8. Custom is undoubtedly a source of law as was pointed out by Justice Gajendragadkar. So far Hindu law is concerned, it is pointed out by Mulla in the 16th Edition, Page 3 that approved usage is a source of the law and it was obligatory on the part of the King not only to enforce the sacred law of the text but to make authoritative the customary laws of the subjects as they were stated to be. These included customs of countries, districts, castes and families: So also of traders, guilds, herdsmen, money lenders and artisans, for their respective class. In the same book it was pointed out in Page 57:

"In a long series of cases decided by the Privy Council and Courts in India, the rule has been accepted that custom can override any text of smriti law. In Collector of Madura v. Moottoo Ramalinga (supra), the Judicial Committee of the Privy Council observed: "Under the Hindu system of law, clear proof of usage will outweigh the written text of law. It has been repeatedly stated that a custom may be in derogation of smriti law and where proved to exist may supersede that law. The tenacity of family customs even under the strain of migration has been repeatedly recognised in decisions of the Courts. It may, however, be observed that though local and family custom, if proved to exist, will supersede the general law, the general law will in other respects govern the relations of the parties outside that custom."

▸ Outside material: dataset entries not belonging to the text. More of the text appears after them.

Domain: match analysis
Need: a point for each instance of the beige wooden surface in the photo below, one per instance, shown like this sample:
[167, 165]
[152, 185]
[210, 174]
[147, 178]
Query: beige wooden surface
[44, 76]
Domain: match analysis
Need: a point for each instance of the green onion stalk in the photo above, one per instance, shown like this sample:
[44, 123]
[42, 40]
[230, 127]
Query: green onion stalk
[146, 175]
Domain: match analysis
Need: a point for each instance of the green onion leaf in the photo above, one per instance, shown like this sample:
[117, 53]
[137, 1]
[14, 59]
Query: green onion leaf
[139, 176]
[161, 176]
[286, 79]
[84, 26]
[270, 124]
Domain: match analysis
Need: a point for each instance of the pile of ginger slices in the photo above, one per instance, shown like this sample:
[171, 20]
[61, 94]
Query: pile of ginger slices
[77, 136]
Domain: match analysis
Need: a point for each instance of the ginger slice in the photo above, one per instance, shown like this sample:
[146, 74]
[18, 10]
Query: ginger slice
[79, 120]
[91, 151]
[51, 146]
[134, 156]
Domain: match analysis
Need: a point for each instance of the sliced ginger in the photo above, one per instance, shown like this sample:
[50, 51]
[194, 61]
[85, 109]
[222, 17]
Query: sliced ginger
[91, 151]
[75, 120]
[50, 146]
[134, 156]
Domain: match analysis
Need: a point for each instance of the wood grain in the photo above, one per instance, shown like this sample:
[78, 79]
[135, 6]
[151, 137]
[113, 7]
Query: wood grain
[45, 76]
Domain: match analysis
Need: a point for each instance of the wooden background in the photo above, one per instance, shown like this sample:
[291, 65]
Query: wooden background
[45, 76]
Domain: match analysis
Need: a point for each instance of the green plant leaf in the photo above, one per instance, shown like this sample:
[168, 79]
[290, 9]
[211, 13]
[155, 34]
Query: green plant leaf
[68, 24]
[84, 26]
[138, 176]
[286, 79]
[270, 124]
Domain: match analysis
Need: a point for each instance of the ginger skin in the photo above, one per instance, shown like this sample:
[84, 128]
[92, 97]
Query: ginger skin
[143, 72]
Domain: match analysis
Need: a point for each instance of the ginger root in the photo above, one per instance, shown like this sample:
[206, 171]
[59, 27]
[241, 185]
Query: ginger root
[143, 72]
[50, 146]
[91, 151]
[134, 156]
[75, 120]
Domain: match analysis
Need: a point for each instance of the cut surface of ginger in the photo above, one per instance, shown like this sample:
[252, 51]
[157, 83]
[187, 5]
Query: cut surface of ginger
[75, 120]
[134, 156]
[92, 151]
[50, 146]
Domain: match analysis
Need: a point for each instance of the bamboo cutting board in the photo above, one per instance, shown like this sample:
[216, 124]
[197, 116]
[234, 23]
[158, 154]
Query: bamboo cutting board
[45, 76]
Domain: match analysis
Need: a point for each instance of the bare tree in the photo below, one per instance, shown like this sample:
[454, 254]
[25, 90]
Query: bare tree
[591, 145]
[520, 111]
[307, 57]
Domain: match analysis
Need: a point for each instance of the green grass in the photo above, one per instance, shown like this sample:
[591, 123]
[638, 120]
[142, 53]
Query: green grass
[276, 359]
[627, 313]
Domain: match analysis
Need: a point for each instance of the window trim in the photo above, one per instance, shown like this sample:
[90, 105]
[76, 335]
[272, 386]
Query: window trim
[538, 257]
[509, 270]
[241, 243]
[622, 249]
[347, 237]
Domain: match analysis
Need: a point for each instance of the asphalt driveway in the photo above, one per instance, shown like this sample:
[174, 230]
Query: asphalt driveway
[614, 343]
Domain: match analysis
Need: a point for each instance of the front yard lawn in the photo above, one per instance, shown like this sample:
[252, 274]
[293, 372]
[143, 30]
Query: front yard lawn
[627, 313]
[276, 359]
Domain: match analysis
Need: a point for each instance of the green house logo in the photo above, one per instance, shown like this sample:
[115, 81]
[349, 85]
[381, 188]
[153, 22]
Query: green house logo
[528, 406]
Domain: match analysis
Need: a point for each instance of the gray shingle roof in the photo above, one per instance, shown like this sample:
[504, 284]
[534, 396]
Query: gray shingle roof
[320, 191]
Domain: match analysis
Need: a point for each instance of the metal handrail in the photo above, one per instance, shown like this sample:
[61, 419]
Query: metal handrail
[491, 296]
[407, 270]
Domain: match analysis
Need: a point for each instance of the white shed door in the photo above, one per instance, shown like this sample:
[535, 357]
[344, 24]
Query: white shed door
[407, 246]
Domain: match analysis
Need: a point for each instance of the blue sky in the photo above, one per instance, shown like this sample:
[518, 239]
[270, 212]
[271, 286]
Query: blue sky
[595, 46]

In discussing in Chapter 2 - Sources of Hindu Law, the learned author says, the three main sources of Hindu Dharma or law are (1) the Sruti (2) the Smriti and (3) the Custom. The question of personal law being outside the rigours of Part III of the Constitution was pronounced in Krishna Singh's case (4 supra). The Court said that in its opinion the High Court had failed to appreciate that Part III of the Constitution does not touch upon the personal laws of the parties and that the Hindu law to be enforced is as is derived from the recognised authoritative sources of the law i.e., Smritis and the commentaries referred to, as interpreted in the judgments of various High Courts, except where such law is altered by common usage or custom or is modified or abrogated by the statute. The validity of Madras Hindu (Bigamy Prevention and Divorce) Act, 1949 (Act 6 of 1949) was discussed by the Madras High Court in Srinivasa Aiyar v. Saraswathi Ammal, in the context of its being ultra vires as making a distinction between Hindus and Muslims and held that Entry 5 of List 3 of Schedule 7 of the Constitution of India itself conferred legislative power to enact laws, amend or alter or repeal parts or whole of the personal law. But while the legislature has the authority, yet it did not empower it to abrogate the fundamental rights in Part III of the Constitution. Thus the legislative authority to legislate upon personal laws was upheld. This Court upheld the powers of the legislature to modify or amend the personal laws in the Full Bench decision in G. Sambireddy v. G. Jayamma, (F.B.). Sections 11 and 17 of the Hindu Marriage Act were challenged as discriminatory in imposing monogamous marriages on Hindus while the right to polygamy of Muslims was left unaffected and thereby exposing Hindus marrying in contravention of the Act to prosecution under Section 494 I.P.C. The Court relied upon Narasu Appa's case (supra) and Saraswathi Animal's case (6 supra) and held that the Hindu Marriage Act is an Act amending the body of personal law known as Hindu law. Non-adherence to religion but subjection to a certain personal law is the basis of the classification made by the Hindu Marriage Act and that it cannot be said therefore that a classification is based on religion only.

9. The learned referring Judges observed that it appeared from the observations of Sen. J. in Krishna Singh's case (supra) that uncodified personal laws, not altered by usage or custom, are outside the purview of Part III of the Constitution and that only if they are modified or abrogated by statute, their constitutional validity could be tested with reference to the Part III of the constitution, but that the decision was not noticed in the two later decisions - Saroj Rani v. Sudarshan Kumar, and Partap Singh v. Union of India, in which respectively the constitutionality of certain provisions of Hindu Marriage Act and Hindu Succession Act, and the constitutional validity of Section 14(1) of the Hindu Marriage Act, was considered. But the question of personal laws being outside or not of the ambit of Part III of the Constitution did not arise in the two cases.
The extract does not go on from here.